Bryn Renner’s UNC football career finished


UNC quarterback Bryan Renner went down in the third quarter of Saturday’s game at N.C. State with a season-ending shoulder injury.

When the North Carolina football team began practice at Navy Field Tuesday afternoon, its veteran starting quarterback of three seasons wasn’t there.

Not taking reps with the first team. Not talking to Offensive Coordinator Blake Anderson. Not on the sidelines.

Instead, after practice was nearly over, redshirt senior Bryn Renner came out to the field he first stepped on as an exuberant freshman in 2009 with red-rimmed eyes, quietly walking up in a sweatsuit instead of pads and the same No. 2 jersey he’s worn for five years.

A hit delivered by N.C. State freshman Monty Nelson late in the third quarter Saturday partially tore Renner’s labrum and fractured his scapula in his left, non-throwing shoulder, ending his season and career in Chapel Hill.

Renner found out Monday but waited to tell his teammates, not wanting to preoccupy a team on its first win streak of the season.

“No one really found out until today,” said Renner, who finishes his UNC career as the most accurate passer in program history, completing 66.5 percent of his attempts. “It was tough to see everybody out here. I came out kind of late because I didn’t want to be a distraction.

“And that’s one thing I don’t want to be. I don’t want to be a distraction to this team. We’re rolling right now.”

The West Springfield, Va. native, who threw for 8,211 yards and 64 touchdown passes in his career, will undergo surgery on his shoulder Wednesday morning performed by Dr. Alex Creighton at UNC Hospitals. Renner said he’ll likely be in a sling in three to four weeks and will be able to start range of motion exercises in December to rehab and prepare for the spring’s NFL combine.

Renner, choking back tears, told reporters after practice Tuesday night that he didn’t think his injury was severe right after it happened.

His shoulder was out of place, and after UNC’s medical staff put it back in, Renner felt he was ready to re-enter the game. He played a brief stint before Anderson took him back out.

In the two snaps he played after the injury, Renner completed a 9-yard pass to T.J. Logan to pick up a first down in his final play wearing a UNC uniform.

“I was hoping and praying that it was minor and he’d be fine the next week,” Anderson said. “Under the circumstances, I’m glad we didn’t do more injury to him. I wouldn’t have been able to look at myself if we would have hurt him worse.”

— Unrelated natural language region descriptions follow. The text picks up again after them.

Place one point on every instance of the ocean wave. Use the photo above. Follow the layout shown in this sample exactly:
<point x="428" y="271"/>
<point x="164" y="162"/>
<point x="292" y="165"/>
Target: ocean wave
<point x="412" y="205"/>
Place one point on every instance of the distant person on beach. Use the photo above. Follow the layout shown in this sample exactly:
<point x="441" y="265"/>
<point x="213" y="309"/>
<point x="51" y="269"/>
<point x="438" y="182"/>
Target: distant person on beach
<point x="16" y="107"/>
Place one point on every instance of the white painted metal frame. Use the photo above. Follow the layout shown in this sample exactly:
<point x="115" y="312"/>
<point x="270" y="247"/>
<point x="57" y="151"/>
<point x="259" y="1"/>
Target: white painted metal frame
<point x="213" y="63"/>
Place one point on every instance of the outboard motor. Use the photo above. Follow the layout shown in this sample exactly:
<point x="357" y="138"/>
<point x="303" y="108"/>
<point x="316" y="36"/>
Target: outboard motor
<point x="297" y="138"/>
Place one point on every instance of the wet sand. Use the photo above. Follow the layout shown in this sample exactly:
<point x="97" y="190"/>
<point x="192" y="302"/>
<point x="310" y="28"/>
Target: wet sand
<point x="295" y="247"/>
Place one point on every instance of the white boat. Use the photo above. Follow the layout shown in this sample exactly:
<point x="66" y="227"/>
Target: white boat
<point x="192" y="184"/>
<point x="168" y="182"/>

An MRI taken Sunday showed the damage to his shoulder, but Renner said the doctors won’t know the true extent of the damage until they’re able to get in and take a look.

In high school, Renner had problems with the same shoulder, suffered a similar injury and had the same surgery. He played the rest of his senior season with his shoulder in a harness, but the severity this injury took that option off the table for UNC’s four final games.

“Life isn’t fair,” Renner said. “You deal with the circumstances, but I think it’s definitely grown me up and the maturity level, as far as how to handle certain situations, and it’s built my character and taught me valuable lessons of just keep moving on.

“You can say all that stuff, ‘It’s unfair,’ but I think it’s very fair and I’ve had a great career.”

In spite of a tumultuous tenure including three head coaches, a bowl ban and the exodus of many of the team’s most talented players after last season, Renner remained at UNC after his redshirt junior season to spend one more season as the team’s leader.

“He made the choice to stay,” Anderson said. “You can’t really quantify what it means. We wouldn’t still be sticking together, we would have thrown in the towel a long time ago I think without guys like him and A.J. Blue and (James) Hurst. They mean the world to us.”

With Renner out for the rest of the season, the starting job falls to sophomore Marquise Williams, who’s split time at the positon with Renner for the last month.

Part of the strategy for the two-quarterback system, Anderson said, was insurance in the event a situation like this arose.

“I’m glad that we’ve gotten Marquise as many reps as we’ve gotten him,” Anderson said. “That’s part of the reason that we did. You just felt like the chips were going to fall at some point one way or the other, whether it be (Williams) or Bryn that go down. You just felt like you needed to have them both ready.”

Williams, who got his first start earlier this season against Virginia Tech, looks to Renner as his mentor and role model.

“That’s somebody I’ve always looked up to,” said Williams, his voice shaky. “I’m going to continue to look up to him. That’s my boy, like my big brother from another mother.

“I’m going to keep encouraging him to strive to be the best he is and I’m pretty sure he’s going to do the same for me.”

Though Williams will now take over as the No. 1 quarterback on the depth chart, he said team still belongs to No. 2.

“It’s still Bryn Renner’s team and I’m playing for his team, I’m playing for his role,” Williams said. “That’s one thing about it. People are going to say, ‘This is your team now.’ It might be my team as a starter, but overall, it’s Bryn Renner’s team.”